Many available studies, including a few RCTs performed to investigate the effects of vitamin K1 (phylloquinone) and vitamin K2 (menaquinone) on fracture risk, showed a potential relationship between the low concentration of VK and the increased risk of fracture in different populations [22]. However, many other studies reported no effect of vitamin K supplements on fracture risk [23-25]. This contradicts findings appearing in many observational studies. It seems that the positive effect was more common in healthy people. Further studies are needed to confirm the effects of vitamin K supplementation on reducing the risk of bone fracture. In the context of the impact of vitamin K on women with osteoporosis, the available studies did not report clear benefits, and more researches are needed to verify the positive outcome of vitamin K supplements in individuals with osteoporosis.

Conclusions

Several published studies indicate that vitamin K has a positive effect on bone health.

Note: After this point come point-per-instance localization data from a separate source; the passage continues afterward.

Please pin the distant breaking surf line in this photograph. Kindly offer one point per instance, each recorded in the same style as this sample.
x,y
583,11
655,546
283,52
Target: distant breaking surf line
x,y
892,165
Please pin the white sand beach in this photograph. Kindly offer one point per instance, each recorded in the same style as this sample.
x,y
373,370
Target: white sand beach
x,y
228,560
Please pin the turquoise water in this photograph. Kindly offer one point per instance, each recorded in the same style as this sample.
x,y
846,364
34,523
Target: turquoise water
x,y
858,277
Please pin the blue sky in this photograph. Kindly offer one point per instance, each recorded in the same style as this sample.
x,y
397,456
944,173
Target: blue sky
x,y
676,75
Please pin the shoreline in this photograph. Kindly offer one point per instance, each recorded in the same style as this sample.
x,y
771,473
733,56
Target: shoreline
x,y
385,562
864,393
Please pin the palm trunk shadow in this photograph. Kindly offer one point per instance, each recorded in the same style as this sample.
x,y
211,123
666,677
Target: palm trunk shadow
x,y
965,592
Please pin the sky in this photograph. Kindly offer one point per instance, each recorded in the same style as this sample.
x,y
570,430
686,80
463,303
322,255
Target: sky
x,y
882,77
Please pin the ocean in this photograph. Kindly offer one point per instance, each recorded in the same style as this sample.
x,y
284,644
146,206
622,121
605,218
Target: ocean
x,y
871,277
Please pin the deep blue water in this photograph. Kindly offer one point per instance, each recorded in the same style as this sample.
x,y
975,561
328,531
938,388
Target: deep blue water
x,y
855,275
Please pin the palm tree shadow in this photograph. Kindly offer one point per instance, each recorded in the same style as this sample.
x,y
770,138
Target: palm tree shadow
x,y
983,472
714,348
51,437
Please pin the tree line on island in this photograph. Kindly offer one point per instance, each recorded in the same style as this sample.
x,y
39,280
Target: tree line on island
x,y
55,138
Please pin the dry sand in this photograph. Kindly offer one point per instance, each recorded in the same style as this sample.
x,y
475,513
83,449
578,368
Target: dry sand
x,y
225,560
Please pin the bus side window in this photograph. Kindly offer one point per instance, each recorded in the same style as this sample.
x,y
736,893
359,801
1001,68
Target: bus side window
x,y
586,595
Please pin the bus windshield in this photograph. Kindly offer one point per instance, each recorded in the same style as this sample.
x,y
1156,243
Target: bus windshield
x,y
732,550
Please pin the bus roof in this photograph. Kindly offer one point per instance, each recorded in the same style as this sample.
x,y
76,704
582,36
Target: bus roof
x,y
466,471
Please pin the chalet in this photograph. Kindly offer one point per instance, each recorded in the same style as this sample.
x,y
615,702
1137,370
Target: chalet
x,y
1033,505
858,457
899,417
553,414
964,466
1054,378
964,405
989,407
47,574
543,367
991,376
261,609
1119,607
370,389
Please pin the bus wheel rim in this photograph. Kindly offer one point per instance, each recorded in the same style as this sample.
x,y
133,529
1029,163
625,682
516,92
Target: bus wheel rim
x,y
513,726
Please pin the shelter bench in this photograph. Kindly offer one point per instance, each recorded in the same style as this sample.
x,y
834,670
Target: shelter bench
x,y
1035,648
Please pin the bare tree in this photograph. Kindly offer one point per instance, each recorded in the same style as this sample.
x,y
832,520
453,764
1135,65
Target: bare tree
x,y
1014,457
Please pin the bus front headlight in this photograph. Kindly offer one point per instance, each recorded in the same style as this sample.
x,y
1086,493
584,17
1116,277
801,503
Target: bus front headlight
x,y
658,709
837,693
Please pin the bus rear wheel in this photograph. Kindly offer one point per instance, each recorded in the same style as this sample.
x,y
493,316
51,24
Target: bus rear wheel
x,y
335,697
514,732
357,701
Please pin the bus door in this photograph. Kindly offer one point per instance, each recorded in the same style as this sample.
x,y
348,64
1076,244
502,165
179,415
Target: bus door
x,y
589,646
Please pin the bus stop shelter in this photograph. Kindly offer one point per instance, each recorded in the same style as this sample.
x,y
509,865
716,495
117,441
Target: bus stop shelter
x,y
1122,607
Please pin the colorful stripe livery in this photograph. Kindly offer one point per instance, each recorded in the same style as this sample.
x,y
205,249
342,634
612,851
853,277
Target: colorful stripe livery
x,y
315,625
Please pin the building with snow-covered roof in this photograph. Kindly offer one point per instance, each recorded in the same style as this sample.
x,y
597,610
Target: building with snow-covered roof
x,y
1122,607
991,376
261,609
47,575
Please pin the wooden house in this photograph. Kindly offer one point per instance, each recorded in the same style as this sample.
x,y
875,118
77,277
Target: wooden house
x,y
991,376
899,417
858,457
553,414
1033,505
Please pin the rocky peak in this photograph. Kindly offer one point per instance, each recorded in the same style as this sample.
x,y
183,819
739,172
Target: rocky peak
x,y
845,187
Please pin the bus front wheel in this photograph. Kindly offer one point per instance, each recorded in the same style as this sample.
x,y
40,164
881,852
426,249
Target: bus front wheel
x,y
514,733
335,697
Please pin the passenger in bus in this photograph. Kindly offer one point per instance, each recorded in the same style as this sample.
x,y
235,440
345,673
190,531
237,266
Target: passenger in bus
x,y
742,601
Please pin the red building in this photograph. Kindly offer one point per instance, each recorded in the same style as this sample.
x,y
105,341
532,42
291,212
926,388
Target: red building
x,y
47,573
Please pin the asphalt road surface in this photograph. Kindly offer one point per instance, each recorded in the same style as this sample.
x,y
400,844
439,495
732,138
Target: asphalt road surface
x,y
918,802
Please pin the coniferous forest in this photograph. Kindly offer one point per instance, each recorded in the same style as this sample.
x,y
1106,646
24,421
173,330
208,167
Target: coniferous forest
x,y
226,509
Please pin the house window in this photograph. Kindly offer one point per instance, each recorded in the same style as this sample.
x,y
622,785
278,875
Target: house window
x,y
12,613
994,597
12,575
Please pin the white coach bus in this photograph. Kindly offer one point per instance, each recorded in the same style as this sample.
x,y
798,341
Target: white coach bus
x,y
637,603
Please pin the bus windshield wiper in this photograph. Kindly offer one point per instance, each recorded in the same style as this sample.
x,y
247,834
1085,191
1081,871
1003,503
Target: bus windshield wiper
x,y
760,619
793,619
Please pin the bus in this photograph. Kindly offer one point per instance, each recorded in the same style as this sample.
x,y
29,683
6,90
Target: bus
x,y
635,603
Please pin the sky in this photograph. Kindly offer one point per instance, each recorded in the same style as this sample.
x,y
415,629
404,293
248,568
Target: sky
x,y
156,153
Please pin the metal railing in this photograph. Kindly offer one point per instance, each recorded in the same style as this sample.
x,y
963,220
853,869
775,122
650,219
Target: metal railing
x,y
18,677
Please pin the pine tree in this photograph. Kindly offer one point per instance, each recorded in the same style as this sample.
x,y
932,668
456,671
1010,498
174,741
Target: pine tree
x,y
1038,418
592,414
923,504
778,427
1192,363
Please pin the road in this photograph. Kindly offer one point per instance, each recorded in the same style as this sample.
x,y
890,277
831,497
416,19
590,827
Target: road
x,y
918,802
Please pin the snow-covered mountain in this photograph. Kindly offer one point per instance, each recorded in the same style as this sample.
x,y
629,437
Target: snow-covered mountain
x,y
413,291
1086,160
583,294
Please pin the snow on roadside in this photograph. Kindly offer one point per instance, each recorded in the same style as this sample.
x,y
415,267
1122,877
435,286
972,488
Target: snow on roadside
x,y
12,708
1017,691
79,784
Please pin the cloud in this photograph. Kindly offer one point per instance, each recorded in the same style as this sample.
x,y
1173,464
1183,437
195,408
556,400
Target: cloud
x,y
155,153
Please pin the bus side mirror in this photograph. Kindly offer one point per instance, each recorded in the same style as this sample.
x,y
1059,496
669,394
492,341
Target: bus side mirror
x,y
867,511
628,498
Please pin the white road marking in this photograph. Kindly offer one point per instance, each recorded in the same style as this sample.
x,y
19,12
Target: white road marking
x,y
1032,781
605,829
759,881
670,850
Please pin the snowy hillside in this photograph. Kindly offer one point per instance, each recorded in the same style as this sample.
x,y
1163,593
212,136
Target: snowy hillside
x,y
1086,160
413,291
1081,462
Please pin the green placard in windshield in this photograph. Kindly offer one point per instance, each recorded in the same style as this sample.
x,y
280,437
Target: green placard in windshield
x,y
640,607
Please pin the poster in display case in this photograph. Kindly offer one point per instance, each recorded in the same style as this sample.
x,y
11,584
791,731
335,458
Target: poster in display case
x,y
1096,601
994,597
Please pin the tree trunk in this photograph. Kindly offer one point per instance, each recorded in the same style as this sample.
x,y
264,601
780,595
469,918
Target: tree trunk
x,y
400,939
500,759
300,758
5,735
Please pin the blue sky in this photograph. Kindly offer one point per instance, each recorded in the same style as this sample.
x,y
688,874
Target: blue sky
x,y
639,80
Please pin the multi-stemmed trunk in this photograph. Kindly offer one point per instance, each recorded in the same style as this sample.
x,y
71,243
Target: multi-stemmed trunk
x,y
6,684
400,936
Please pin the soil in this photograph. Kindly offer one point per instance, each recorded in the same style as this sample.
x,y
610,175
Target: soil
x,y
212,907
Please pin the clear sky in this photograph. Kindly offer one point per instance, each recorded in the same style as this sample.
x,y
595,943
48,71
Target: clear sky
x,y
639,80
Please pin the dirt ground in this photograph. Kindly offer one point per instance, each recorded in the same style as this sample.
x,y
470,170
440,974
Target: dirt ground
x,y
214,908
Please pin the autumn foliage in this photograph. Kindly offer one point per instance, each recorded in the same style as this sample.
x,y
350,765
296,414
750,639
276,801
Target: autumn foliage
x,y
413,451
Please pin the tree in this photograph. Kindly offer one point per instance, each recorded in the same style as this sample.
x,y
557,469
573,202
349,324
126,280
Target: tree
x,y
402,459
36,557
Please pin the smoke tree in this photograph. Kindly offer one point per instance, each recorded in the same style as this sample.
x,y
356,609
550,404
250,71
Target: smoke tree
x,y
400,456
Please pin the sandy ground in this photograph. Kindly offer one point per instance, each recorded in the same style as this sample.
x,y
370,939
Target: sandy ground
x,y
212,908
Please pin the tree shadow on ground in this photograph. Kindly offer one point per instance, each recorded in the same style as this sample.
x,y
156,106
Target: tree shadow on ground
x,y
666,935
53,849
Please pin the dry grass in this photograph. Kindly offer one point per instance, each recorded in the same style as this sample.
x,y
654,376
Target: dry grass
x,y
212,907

It seems that vitamin K enhances BMD and increases the level of cOC. The latter of the two effects is inversely related to bone deterioration and fracture. However, the benefit of vitamin K supplementation for osteoporosis prevention and treatment is still controversial. Some studies showed decreased osteoporosis-related fractures after vitamin K supplementation, whereas others did not get the same results. We need additional clinical research before making a recommendation about vitamin K supplementation for the treatment and prevention of osteoporosis. These researches should be conducted in a large population and contain more RCTs to prove the benefits of vitamin K supplementation.